Another clause that some districts are including is a restrictive covenant, where the superintendent agrees to not seek, retain or accept other offers of employment. "Boards really don't like surprises," Noeske says. "They don't want to find out [that their superintendent is leaving from] the newspaper." With AASA's estimate that superintendents tend to stay put just five to six years-and even less among urban superintendents-the thought that a district's leader is getting ready to jump ship is not an uncommon one.
Bagin says it's important for public officials to make all aspects of their contracts transparent to the public. While administrators may not want to tell the media in detail about every perk and its cost, providing a total "price tag" that includes base, retirement and other benefits may be a good idea, he says. Just how this is done should be up to the board, he adds.
When boards can't afford every price point within a contract, they may get creative to woo a candidate. Among the unique contract additions that Noeske has seen is a partnership with a local university to offer free tuition to the superintendent's child. Another university gave a superintendent an appointment so he could lead education academies through the school. Active community leaders have also pulled together to help the board convince a superintendent to sign on by offering additional compensation. For example, one local foundation put money into a special discretionary fund that the superintendent could use for innovative programs or student rewards.
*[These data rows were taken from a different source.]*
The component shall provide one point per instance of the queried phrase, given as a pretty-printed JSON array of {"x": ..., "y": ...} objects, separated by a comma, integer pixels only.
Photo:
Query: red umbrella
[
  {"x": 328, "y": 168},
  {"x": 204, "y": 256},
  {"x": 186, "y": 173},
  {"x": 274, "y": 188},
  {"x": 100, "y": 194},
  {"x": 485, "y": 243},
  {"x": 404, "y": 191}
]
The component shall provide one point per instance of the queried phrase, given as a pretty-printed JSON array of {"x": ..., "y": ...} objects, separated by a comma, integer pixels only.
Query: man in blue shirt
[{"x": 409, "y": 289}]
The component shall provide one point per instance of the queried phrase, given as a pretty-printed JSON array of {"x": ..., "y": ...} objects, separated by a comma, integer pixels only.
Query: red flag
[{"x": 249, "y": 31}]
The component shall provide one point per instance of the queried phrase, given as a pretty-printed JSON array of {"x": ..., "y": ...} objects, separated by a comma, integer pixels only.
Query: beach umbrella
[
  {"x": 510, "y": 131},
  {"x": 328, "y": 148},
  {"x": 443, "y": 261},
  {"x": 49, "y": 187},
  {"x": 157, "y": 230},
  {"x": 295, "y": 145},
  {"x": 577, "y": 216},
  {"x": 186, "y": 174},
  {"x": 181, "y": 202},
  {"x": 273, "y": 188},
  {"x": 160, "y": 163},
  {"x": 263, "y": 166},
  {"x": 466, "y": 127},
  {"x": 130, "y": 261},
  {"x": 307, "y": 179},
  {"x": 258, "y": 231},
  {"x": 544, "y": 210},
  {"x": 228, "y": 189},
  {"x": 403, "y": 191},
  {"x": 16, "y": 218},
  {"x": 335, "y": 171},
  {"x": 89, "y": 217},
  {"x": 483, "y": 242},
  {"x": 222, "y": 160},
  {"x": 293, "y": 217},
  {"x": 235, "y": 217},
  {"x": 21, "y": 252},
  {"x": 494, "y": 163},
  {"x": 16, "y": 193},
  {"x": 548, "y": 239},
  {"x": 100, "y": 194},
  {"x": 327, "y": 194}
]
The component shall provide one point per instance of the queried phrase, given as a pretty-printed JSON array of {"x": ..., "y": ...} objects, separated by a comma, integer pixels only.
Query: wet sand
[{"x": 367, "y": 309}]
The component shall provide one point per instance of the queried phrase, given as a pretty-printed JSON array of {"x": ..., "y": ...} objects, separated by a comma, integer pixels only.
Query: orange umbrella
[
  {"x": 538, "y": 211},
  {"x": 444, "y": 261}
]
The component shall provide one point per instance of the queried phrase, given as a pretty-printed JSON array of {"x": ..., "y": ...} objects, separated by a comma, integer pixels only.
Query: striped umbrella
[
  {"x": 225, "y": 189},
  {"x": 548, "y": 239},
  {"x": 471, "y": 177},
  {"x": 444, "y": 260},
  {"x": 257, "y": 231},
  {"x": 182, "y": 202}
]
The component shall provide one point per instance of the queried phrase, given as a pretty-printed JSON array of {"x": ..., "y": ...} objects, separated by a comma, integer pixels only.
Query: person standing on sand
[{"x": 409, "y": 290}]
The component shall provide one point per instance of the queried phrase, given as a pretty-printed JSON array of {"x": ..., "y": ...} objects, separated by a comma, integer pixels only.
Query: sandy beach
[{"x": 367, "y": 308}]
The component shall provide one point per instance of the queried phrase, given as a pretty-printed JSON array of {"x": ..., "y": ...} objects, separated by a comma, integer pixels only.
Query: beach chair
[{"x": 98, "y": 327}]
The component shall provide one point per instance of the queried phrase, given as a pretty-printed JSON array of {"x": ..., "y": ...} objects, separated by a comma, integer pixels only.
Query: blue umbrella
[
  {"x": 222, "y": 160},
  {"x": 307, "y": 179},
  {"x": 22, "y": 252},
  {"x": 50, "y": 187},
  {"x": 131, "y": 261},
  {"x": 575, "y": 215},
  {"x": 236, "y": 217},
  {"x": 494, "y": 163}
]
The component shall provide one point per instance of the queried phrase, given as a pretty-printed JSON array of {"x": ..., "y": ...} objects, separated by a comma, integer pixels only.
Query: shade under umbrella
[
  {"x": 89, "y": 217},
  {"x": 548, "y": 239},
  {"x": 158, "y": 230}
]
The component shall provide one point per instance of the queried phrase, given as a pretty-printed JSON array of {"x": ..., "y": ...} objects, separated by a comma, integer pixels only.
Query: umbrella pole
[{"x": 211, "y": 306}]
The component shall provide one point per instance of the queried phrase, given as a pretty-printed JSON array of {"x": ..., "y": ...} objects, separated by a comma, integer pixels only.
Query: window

One negotiation point that may not help administrators is the sentiment that the private sector could pay a lot more for someone with similar experience and education. Bagin says that if top administrators, especially those in the large county school systems, were in the business world, "they would be making two, three, four times what they're making now."
In the corporate world, the spread from lowest to highest paid might be from $20,000 for an entry-level employee to $300 million for a CEO, Glass says. In education, the superintendent might be making 10 times what teachers make, but the ratio is much smaller than in business.
Several years ago, SchoolMatch did a study that compared salaries in Columbus Public Schools to salaries at Ohio State University. More than 100 people at the university had higher salaries than the superintendent, Bainbridge says. "I don't understand why there's such a gap between the superintendent of school's salary and the hospital administrator or community college president in the same city." Even the head of the local United Way or Chamber of Commerce might make more than the head of schools, he adds.
"The whole system needs a really good overhaul," Bainbridge says. "We need to start looking at ... market-based pay." This applies not only to superintendents but to teachers and other administrators, as well. Technology directors, he says, typically make less money than secondary school principals, which "certainly doesn't reflect the marketplace." Demands for these professionals elsewhere are great.
One sign that technology directors may be getting more attention in the compensation arena: due to numerous requests, ERS now includes technology directors (defined as those responsible for developing, coordinating and maintaining computer-based technology for districts) in its annual salary survey.
Despite reforms that may be needed in the educational pay system, most administrators aren't ready to trade in their jobs. The majority of superintendents have spent more than half their superintendency careers in the same district, according to AASA. Still, it doesn't hurt to remind others occasionally that being an education leader means working hard for your money.